RNN from Scratch

4.1 RNN from Scratch

A simple walkthrough of what RNNs are, how they work, and how to build one from scratch in Python!

Created Date: 2025-05-07

Recurrent Neural Networks (RNNs) are a kind of neural network that specialize in processing sequences. They’re often used in Natural Language Processing (NLP) tasks because of their effectiveness in handling text. In this post, we’ll explore what RNNs are, understand how they work, and build a real one from scratch (using only NumPy) in Python. Complete implementation in the file rnn_classify_stratch.py.

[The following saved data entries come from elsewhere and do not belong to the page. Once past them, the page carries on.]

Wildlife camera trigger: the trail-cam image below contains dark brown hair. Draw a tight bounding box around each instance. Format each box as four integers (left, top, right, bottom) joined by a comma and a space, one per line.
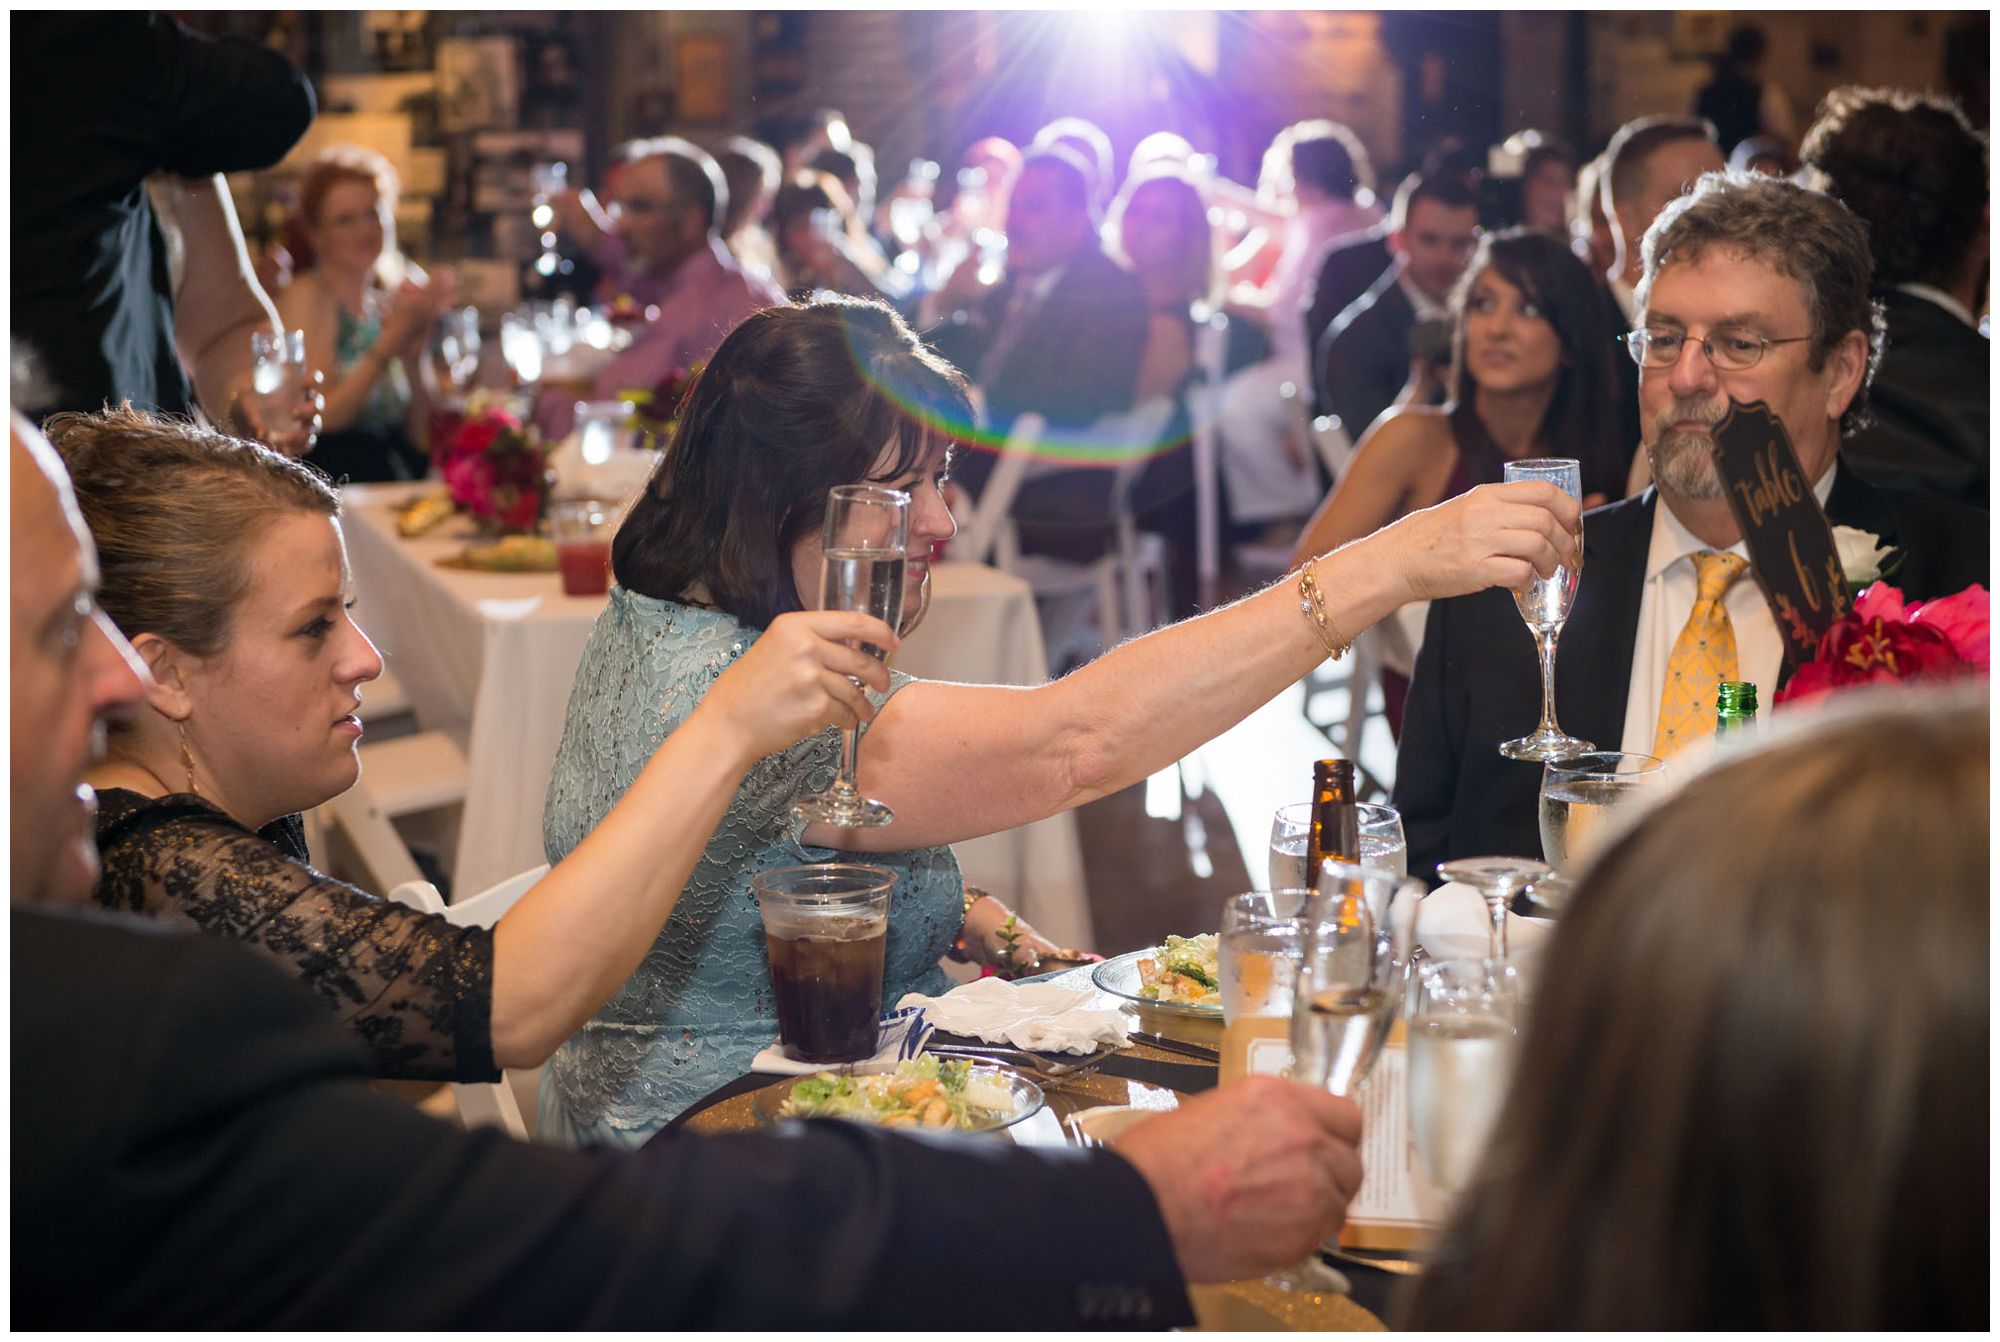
612, 298, 971, 629
1404, 691, 1989, 1330
43, 405, 340, 658
1444, 229, 1623, 499
1799, 85, 1988, 292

This post assumes a basic knowledge of neural networks. Section 1.6 Neural Network from Scratch covers everything you’ll need to know, so I’d recommend reading that first.

Let’s get into it!

4.1.1 The Why

One issue with vanilla neural nets (and also CNNs) is that they only work with pre-determined sizes: they take fixed-size inputs and produce fixed-size outputs. RNNs are useful because they let us have variable-length sequences as both inputs and outputs. Here are a few examples of what RNNs can look like:

This ability to process sequences makes RNNs very useful. For example:

Machine Translation (e.g. Google Translate) is done with “many to many” RNNs. The original text sequence is fed into an RNN, which then produces translated text as output.
Sentiment Analysis (e.g. Is this a positive or negative review?) is often done with “many to one” RNNs. The text to be analyzed is fed into an RNN, which then produces a single output classification (e.g. This is a positive review).

Later in this post, we’ll build a “many to one” RNN from scratch to perform basic Sentiment Analysis.

4.1.2 The How

Let’s consider a “many to many” RNN with inputs \(x_0, x_1, \cdots , x_n\) that wants to produce outputs \(y_0, y_1, \cdots , y_n\). These \(x_i\) and \(y_i\) are vectors and can have arbitrary dimensions.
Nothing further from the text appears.